While adopting the proposed approach, certain considerations need to be taken into account. Firstly, while thermographic imaging works for any type of object, the proposed effect will be observed in vivo only as a function of the temperature gradient.
Secondly, our analytical calculations show the importance of ambient temperature measurements during thermographic assessments. In particular, Equation (13) contains the scaling factor. Thus, the effect’s magnitude will significantly differ for ambient temperatures of 20 °C or 24 °C. For example, assuming an ambient temperature of 24 °C and a normal skin temperature of 34 °C, a local temperature decrease to 33.5 °C can be associated with epidermal thickening by an additional 0.9mm. The same skin temperature readings for an ambient temperature of 20 °C would correspond to 0.6 mm thickening.
Thirdly, we considered a simplified mechanism. Callus, particularly in diabetic foot ulcer cases, can have a much more complex impact on skin temperature. In particular, a thick callus may significantly impact the skin’s elasticity; thus, microcirculation can be negatively impacted, thus lowering the temperature of the skin even further. In another hypothetical scenario, callus may cover an inflammation site. As inflammation is typically associated with elevated temperatures, certain callus areas over inflammation sites may have higher temperatures than nearby callus-free areas. Thus, further research is required.
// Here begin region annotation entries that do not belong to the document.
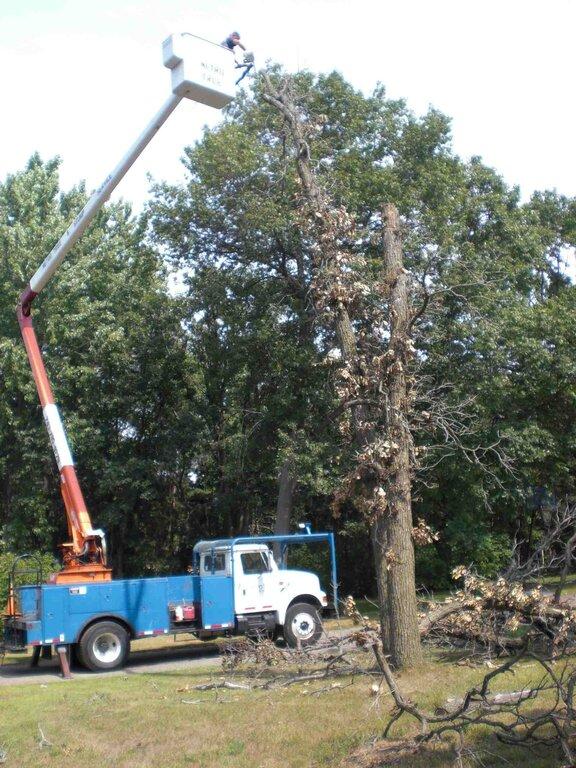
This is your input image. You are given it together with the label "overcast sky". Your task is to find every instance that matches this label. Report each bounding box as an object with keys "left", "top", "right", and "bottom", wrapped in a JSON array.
[{"left": 0, "top": 0, "right": 576, "bottom": 207}]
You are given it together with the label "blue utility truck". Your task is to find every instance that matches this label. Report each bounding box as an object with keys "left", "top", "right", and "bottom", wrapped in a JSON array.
[{"left": 4, "top": 533, "right": 337, "bottom": 670}]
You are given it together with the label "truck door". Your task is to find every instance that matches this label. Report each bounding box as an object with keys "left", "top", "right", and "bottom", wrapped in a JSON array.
[
  {"left": 234, "top": 550, "right": 275, "bottom": 614},
  {"left": 200, "top": 550, "right": 234, "bottom": 629}
]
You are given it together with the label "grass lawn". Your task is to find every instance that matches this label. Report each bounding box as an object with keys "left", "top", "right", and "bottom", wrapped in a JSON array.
[
  {"left": 0, "top": 583, "right": 576, "bottom": 768},
  {"left": 0, "top": 640, "right": 572, "bottom": 768}
]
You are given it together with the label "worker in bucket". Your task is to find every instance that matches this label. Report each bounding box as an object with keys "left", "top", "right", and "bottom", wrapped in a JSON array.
[
  {"left": 222, "top": 32, "right": 254, "bottom": 85},
  {"left": 222, "top": 32, "right": 246, "bottom": 52}
]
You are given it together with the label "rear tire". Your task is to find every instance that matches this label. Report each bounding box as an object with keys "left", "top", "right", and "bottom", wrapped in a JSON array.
[
  {"left": 284, "top": 603, "right": 322, "bottom": 648},
  {"left": 77, "top": 621, "right": 130, "bottom": 671}
]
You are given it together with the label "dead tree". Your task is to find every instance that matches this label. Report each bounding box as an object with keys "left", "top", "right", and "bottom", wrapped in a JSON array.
[{"left": 263, "top": 75, "right": 420, "bottom": 666}]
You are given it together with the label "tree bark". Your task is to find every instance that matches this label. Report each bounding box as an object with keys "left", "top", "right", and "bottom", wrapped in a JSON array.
[
  {"left": 263, "top": 76, "right": 421, "bottom": 666},
  {"left": 380, "top": 204, "right": 422, "bottom": 667}
]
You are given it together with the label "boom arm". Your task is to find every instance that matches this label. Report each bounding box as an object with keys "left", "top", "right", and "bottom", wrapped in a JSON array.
[{"left": 17, "top": 35, "right": 232, "bottom": 581}]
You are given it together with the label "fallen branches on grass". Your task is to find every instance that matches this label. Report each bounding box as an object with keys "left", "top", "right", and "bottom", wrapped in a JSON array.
[{"left": 372, "top": 642, "right": 576, "bottom": 765}]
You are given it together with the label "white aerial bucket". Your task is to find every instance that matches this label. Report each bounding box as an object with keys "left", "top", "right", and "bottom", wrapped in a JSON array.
[{"left": 162, "top": 32, "right": 236, "bottom": 109}]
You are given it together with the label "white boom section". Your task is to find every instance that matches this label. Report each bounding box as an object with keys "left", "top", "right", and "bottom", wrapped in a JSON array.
[{"left": 30, "top": 33, "right": 234, "bottom": 294}]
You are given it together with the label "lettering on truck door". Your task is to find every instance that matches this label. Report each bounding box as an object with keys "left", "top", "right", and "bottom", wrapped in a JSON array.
[{"left": 234, "top": 550, "right": 275, "bottom": 613}]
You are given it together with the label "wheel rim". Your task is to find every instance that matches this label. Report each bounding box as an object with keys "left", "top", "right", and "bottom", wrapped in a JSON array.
[
  {"left": 292, "top": 613, "right": 316, "bottom": 640},
  {"left": 92, "top": 632, "right": 122, "bottom": 664}
]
The work itself has certain limitations.
Gelatin phantoms are valid skin models for tissue optics. However, their utility in thermographic studies is yet to be established. In particular, while the thermal conductivity of gel phantoms is close to that of the skin [
21], it depends significantly on the water content [
22]. As the phantom dries out, its thermal conductivity could change significantly. The same applies to the epidermis itself. Heat transfer depends significantly on the thermal conductivity of the epidermis, which depends on the water content. Thus, it is essential to understand the thermophysical properties of the stratum corneum of a particular body part. The thermal properties of the stratum corneum across several body locations were measured in [
23]. In particular, the authors found a significant dissimilarity in the callus-prone areas of the palm and heel in terms of stratum corneum thickness (260 vs. 1100 μm), water content (45 vs. 10%), and thermal conductivity (0.36 vs. 0.28 W/m/K).
Due to the geometry of the blackbody cavity (see
Figure 3), the ambient temperature for the phantom was difficult to gauge. To address this uncertainty, we included measurements for ambient temperature in the room and for air temperature in the cavity.
In addition, our clinical studies were limited to two patients. A small number of patients does not allow generalization of the results. However, clinical validation was not in the scope of the current study. We presented clinical data to demonstrate feasibility only.
In future work, the corresponding clinical validation will be conducted on a larger patient population.